Self2Drive Story|歩んで来た道

日頃から習慣にしている「ジャーナリング(記録すること)」。

実は、家内が肺がんと診断されてから、この習慣が私たちの闘病生活において、なくてはならない強力な支えになっています。

私は家内のがんが分かってから、彼女の日々の状態や変化を、どんなに些細なことであってもずっとノートに書き留め、記録し続けています。

実際にこの「記録の習慣」を続けていて、本当に良かったと感じる理由を、私の実感とともに残しておきたいと思います。

1. 医師への正確な説明と、的確な治療方針の決定に役立つ

病院で先生から「その症状は、いつ頃から出始めましたか?」と聞かれることはとても多いです。

人間の記憶は曖昧なもので、緊迫した状況のなかでは「いつだったか、なんとなく数日前から……」と濁ってしまいがちです。

しかし、些細なことでも毎日記録していると、「〇月〇日の何時頃からこういう症状が出て、このような経緯をたどって今の状態になりました」と、客観的なタイムラインを明確に説明することができます。

これが、先生方が現状を正しく把握し、次の治療方針をスピーディーかつ的確に決めるための大いなるヒントになっています。

2. 「小さな変化」にいち早く気づけるようになる

「毎日記録しよう」という意識を持って家内と接していると、ただなんとなく過ごしているときよりも、彼女のほんの少しの体調の変化や、言葉のニュアンスの違いに敏感になります。

「いつもと少しだけ様子が違うな」「ちょっとここが気になるな」という、見過ごしてしまいそうな初期のサインに、私自身がいち早く気づくことができるのです。

3. 主治医との連携がスムーズになり、早期の対処が可能になる

ほんの小さな変化であっても、少しでも気になることがあれば、私はすぐに主治医の先生に伝えるようにしています。

そのおかげで、先生からも「それは今は気にしなくても大丈夫な変化ですよ」とか、「それなら念のために、少し早めに細かい検査をしておきましょう」といった判断をすぐに仰ぐことができます。

もし、それが何かの前兆(気になる変化)であった場合でも、すぐに追加の検査を行い、先手先手で早めに対処してもらえるという安心感があります。

主治医の先生にとっても、大切な「道標」に

診察室での短い時間だけでは、患者の「日常のグラデーション」をすべて伝えることは不可能です。

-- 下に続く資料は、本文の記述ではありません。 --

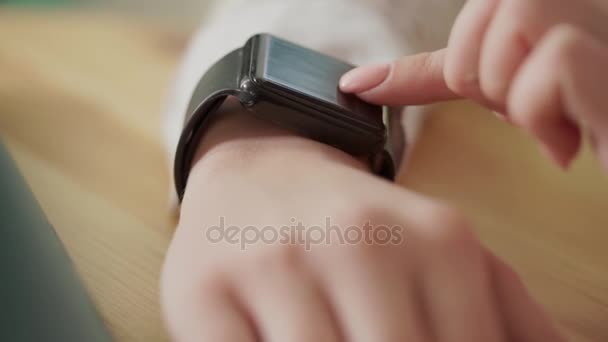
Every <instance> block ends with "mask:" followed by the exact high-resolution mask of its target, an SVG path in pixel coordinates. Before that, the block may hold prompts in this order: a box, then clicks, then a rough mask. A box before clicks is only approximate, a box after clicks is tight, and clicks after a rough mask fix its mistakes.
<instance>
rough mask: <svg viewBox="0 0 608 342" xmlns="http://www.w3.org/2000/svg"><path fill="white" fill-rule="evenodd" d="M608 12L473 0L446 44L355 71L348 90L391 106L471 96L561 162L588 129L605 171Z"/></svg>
mask: <svg viewBox="0 0 608 342" xmlns="http://www.w3.org/2000/svg"><path fill="white" fill-rule="evenodd" d="M607 9H608V2H607V1H605V0H581V1H569V0H469V1H468V2H467V4H466V5H465V7H464V9H463V10H462V12H461V13H460V15H459V17H458V18H457V20H456V23H455V25H454V28H453V30H452V34H451V36H450V40H449V44H448V46H447V48H445V49H443V50H439V51H435V52H431V53H424V54H420V55H416V56H407V57H404V58H402V59H400V60H397V61H395V62H394V63H392V64H391V65H387V66H386V67H384V68H383V67H382V66H367V67H362V68H359V69H356V70H355V71H353V72H351V73H350V74H347V75H345V76H344V77H343V79H342V82H341V89H342V90H343V91H345V92H349V93H357V94H358V95H360V96H361V97H362V98H364V99H365V100H367V101H370V102H373V103H383V104H391V105H406V104H423V103H431V102H436V101H443V100H451V99H458V98H468V99H472V100H474V101H477V102H478V103H480V104H482V105H484V106H486V107H488V108H490V109H492V110H494V111H496V112H499V113H501V115H502V116H504V118H505V119H506V120H507V121H509V122H511V123H512V124H514V125H516V126H518V127H521V128H523V129H524V130H526V131H528V132H529V133H530V134H532V135H533V136H534V137H535V138H536V139H537V140H538V142H539V143H540V144H541V146H542V147H543V150H544V151H546V152H547V154H548V155H549V156H550V157H551V158H552V159H553V160H554V161H555V162H556V163H557V164H558V165H560V166H561V167H563V168H567V167H568V166H569V165H570V163H571V162H572V161H573V159H574V158H575V156H576V154H577V152H578V150H579V147H580V145H581V139H582V138H581V137H582V134H581V132H582V130H583V129H586V130H587V131H588V133H589V135H590V137H591V140H592V144H593V146H594V147H595V151H596V153H597V156H598V158H599V160H600V162H601V163H602V164H603V166H604V167H605V168H606V169H608V113H607V112H606V108H608V98H607V97H606V91H605V89H606V83H605V82H606V80H608V25H606V22H608V14H607V13H608V11H607Z"/></svg>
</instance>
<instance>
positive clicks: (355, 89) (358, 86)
mask: <svg viewBox="0 0 608 342" xmlns="http://www.w3.org/2000/svg"><path fill="white" fill-rule="evenodd" d="M390 70H391V67H390V65H389V64H374V65H365V66H361V67H358V68H355V69H352V70H351V71H349V72H347V73H346V74H344V75H343V76H342V78H341V79H340V90H342V91H343V92H345V93H362V92H364V91H368V90H371V89H373V88H375V87H377V86H379V85H380V84H382V82H384V80H386V78H387V77H388V74H389V72H390Z"/></svg>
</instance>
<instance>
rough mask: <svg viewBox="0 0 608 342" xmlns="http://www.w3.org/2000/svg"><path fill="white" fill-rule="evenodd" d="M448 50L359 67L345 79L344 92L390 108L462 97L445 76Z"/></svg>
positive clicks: (412, 56) (342, 82)
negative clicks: (447, 82)
mask: <svg viewBox="0 0 608 342" xmlns="http://www.w3.org/2000/svg"><path fill="white" fill-rule="evenodd" d="M445 51H446V50H445V49H444V50H439V51H435V52H431V53H422V54H418V55H413V56H406V57H403V58H401V59H399V60H397V61H395V62H393V63H391V64H377V65H368V66H362V67H358V68H355V69H353V70H351V71H349V72H347V73H346V74H344V76H342V78H341V79H340V90H342V91H343V92H345V93H352V94H357V95H358V96H359V97H361V98H362V99H363V100H365V101H368V102H371V103H376V104H382V105H389V106H400V105H419V104H428V103H432V102H437V101H445V100H452V99H457V98H460V96H458V95H457V94H455V93H454V92H453V91H451V90H450V88H448V86H447V84H446V82H445V78H444V76H443V64H444V60H445Z"/></svg>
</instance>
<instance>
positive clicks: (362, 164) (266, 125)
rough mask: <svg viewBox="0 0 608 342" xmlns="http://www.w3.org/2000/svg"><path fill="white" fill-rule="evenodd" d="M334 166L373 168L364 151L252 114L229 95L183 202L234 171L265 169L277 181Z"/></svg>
mask: <svg viewBox="0 0 608 342" xmlns="http://www.w3.org/2000/svg"><path fill="white" fill-rule="evenodd" d="M336 168H349V169H358V170H361V171H363V172H371V171H370V170H369V164H368V158H367V156H361V157H354V156H351V155H349V154H347V153H345V152H343V151H341V150H339V149H336V148H334V147H331V146H329V145H326V144H323V143H320V142H317V141H314V140H311V139H308V138H305V137H301V136H298V135H297V134H295V133H293V132H291V131H289V130H286V129H284V128H281V127H279V126H277V125H274V124H272V123H270V122H267V121H265V120H262V119H259V118H257V117H255V116H254V115H252V114H251V113H250V112H247V111H245V110H244V109H242V107H241V106H240V105H238V103H237V101H235V100H233V101H228V103H227V104H225V105H224V106H223V107H222V108H221V109H220V111H219V112H218V113H217V115H215V119H214V121H213V122H212V123H211V124H210V125H209V127H208V129H207V130H206V132H205V135H204V138H203V139H202V140H201V141H200V143H199V148H198V150H197V152H196V155H195V157H194V160H193V167H192V170H191V172H190V176H189V180H188V187H187V188H186V194H185V197H184V202H188V199H189V196H191V193H192V192H198V191H199V189H200V191H208V190H209V187H210V185H211V184H214V185H213V186H217V187H218V189H217V191H219V192H221V191H222V187H223V186H224V184H223V182H229V181H230V179H231V178H232V177H234V176H237V177H244V176H245V175H246V174H248V173H255V172H258V173H264V172H266V173H268V177H269V178H272V179H274V180H276V181H277V182H279V180H280V179H289V180H291V181H299V180H298V177H300V175H305V174H306V170H316V171H318V170H319V169H334V170H335V169H336ZM310 174H312V173H310ZM370 176H371V175H370ZM244 195H245V196H246V194H244Z"/></svg>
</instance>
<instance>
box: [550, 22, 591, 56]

日頃の様子が克明に書かれた記録があることは、主治医の先生にとっても「病気が日々どのように推移しているか」を判断するための、非常に貴重なデータ(道標)になっていると感じます。

大切な家族が病気に直面したとき、私たち家族にできることは限られているかもしれません。

しかし、目の前で起きている事実をありのままに、丁寧に記録し続けること。それは、患者本人の体を守り、医療チームと固い信頼関係でつながるための、家族だからこそできる立派な「治療への参加」なのだと、今強く実感しています。

これからも、目の前の愛おしい日常と、小さな変化をしっかりとノートに書き留めながら、1日1日を大切に歩んでいきたいと思います。